In general, every organization where more than 20 persons are employed as employees are required to be registered with the Employee Provident Fund Organization (“EPFO”).
Employee Provident Fund Act, 1952 (known as “EPF” Act), under the EPF scheme is where both employer and employee contribute a certain amount i.e., 12% of the Basic Salary including DA, if any, every month as a contribution. The deducted amount shall be deposited in the Provident Fund (“PF”) Account of the employee which is reflected through the return to the department for the compliance. The interest earned on this amount is also credited in the Provident Fund Account of the employee. Employee withdrawal such amount at the time of retirement, if certain prescribed conditions are satisfied.
Criteria for Withdrawal
- Employee Provident Fund (“EPF”) can be claimed by the employee in a case when unemployed, for the purpose of education, medical condition, emergencies and at the time of retirement.
- Employees can withdraw the amount from a particular account of PF employees by filling and submitting Form 31 online on the employee portal of EPFO.
- The employee PF Account is taxable if the amount of provident fund is withdrawn before the completion of five continuous years of service.
Modes of withdrawal
The employee can do the withdrawal from EPF Account through the following modes:
- Visit the UAN member portal;
- Login with your UAN and password and enter a captcha.
- The employee is required to submit KYC details then Universal Account Number (“UAN”) is to be allotted by Employee Provident Fund Organization (“EPFO”);
- Member can proceed with the withdrawal of all the KYC details are correct and PAN is necessary in case of EPF to withdraw before the completing 5 years of service;
- Fill the Form 31 for partial withdrawal, Form 10C for pension withdrawal and Form 19 is filled for Provident Fund final settlement and submit it to the EPFO through an employer;
- Once they submit the form then employee claims the Provident Fund Amount
- The employee needs to visit EPFO office;
- The employee is required to submit Aadhar and PAN details;
- Download the Form 31 for partial withdrawal, Form 10C for pension withdrawal and Form 19 is filled for Provident Fund final settlement and submit it to the EPFO office through an employer;
- Certification by the employer is necessary;
- Employee claims the PF amount in offline mode it shall take 20 to 30 days to approve.
Details to be filled in EPF Form 31:
- Identity details of the employee
- PF account number
- Details related to a bank account
- Amount of the advance that has to be withdrawn
- Details of the monthly salary of the employee
Types of EPF withdrawal
There are three types of EPF withdrawal which are as follows:
- Provident Fund final settlement – when an employee terminates the job or at the time of retirement.
- Provident Fund partial withdrawal – the EPF amount can be withdrawn for the purpose of the marriage, education, purchase or construction of a house or health-related issues.
- Pension withdrawal – when the employee attains the age of 50 years and has rendered at least 10 years of service.
Limits on Premature PF withdrawal:
- The member can advance PF withdrawal only 3 times, in case of marriage and for education.
- In case a member wishes to purchase or construct a house, only one time he can claim in advance the PF amount.
- No limit in case of emergency or health-related issues; the member can withdraw in advance before retirement.
New EPF withdrawal Rules 2020
The New rules related to EPF withdrawal have been notified with effect from January 01, 2020, with salient features as follows:
- During employment, the member cannot withdraw money from the EPF account.

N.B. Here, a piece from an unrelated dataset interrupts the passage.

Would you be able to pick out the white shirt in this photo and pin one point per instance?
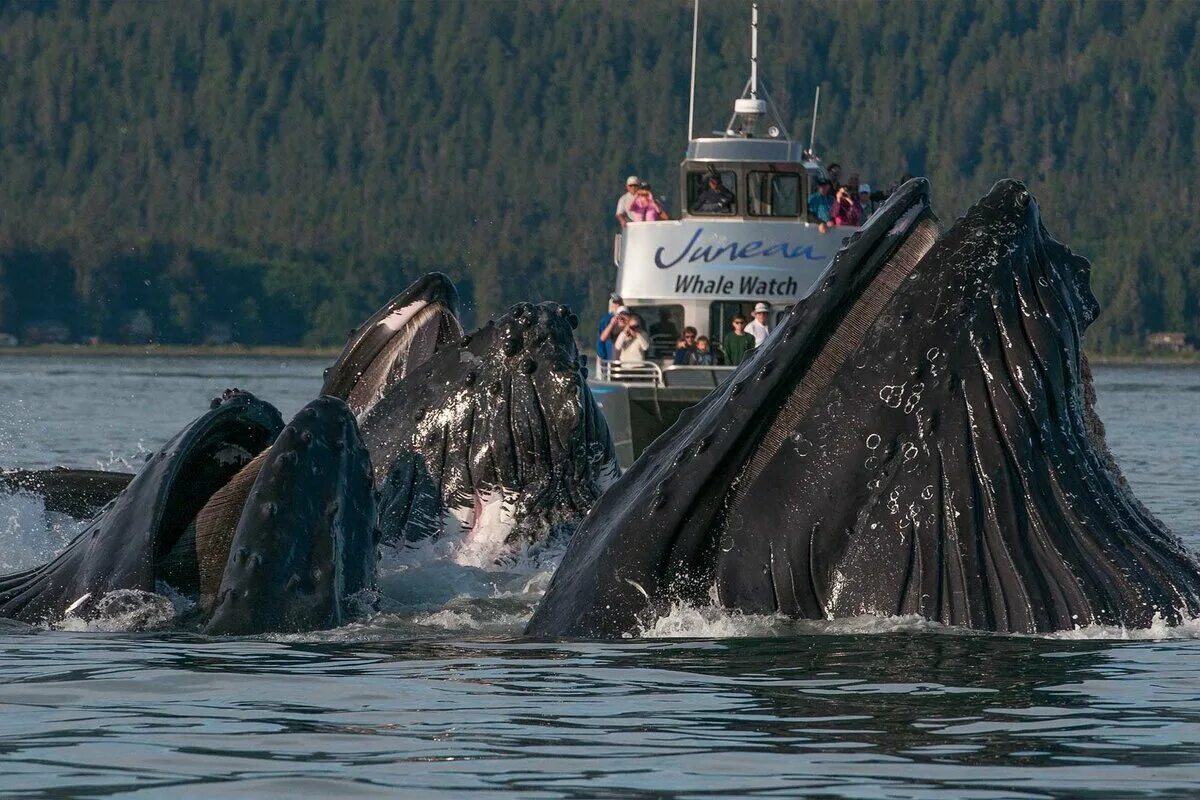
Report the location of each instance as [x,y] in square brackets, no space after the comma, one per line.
[631,348]
[759,331]
[623,204]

The money can be withdrawn only after retirement.
- In case of Partial withdrawal from EPF account, it is allowed only in case of an emergency. Such emergencies are mentioned above.
- The money from the EPF account can be withdrawn only after retirement, early retirement is not considered until the person reaches 55 years of age.
- The member can withdraw the 75% of EPF corpus in case more than 1 month of unemployment and balance 25% can be transferred to a new EPF account after joining new employment. Whereas as per old rules, the member can withdraw the 100% of EPF amount only after 2 months of unemployment.
- Tax Deducted at Source (“TDS”) on or before the maturity of the EPF amount is not deducted if the entire amount is less than Rs. 50,000.
- The applicable TDS rate is 10% if an employee submits his PAN details to Employee Provident Fund Organization (“EPFO”) and 30% in a case without having PAN.
- EPF contribution withdrawal is exempted from tax under certain conditions. EPF corpus is allowed only if an employee contributes to the EPF for 5 continuous years. Whereas the EPF contribution is taxable if there is a break in contribution to accounting for 5 continuous years.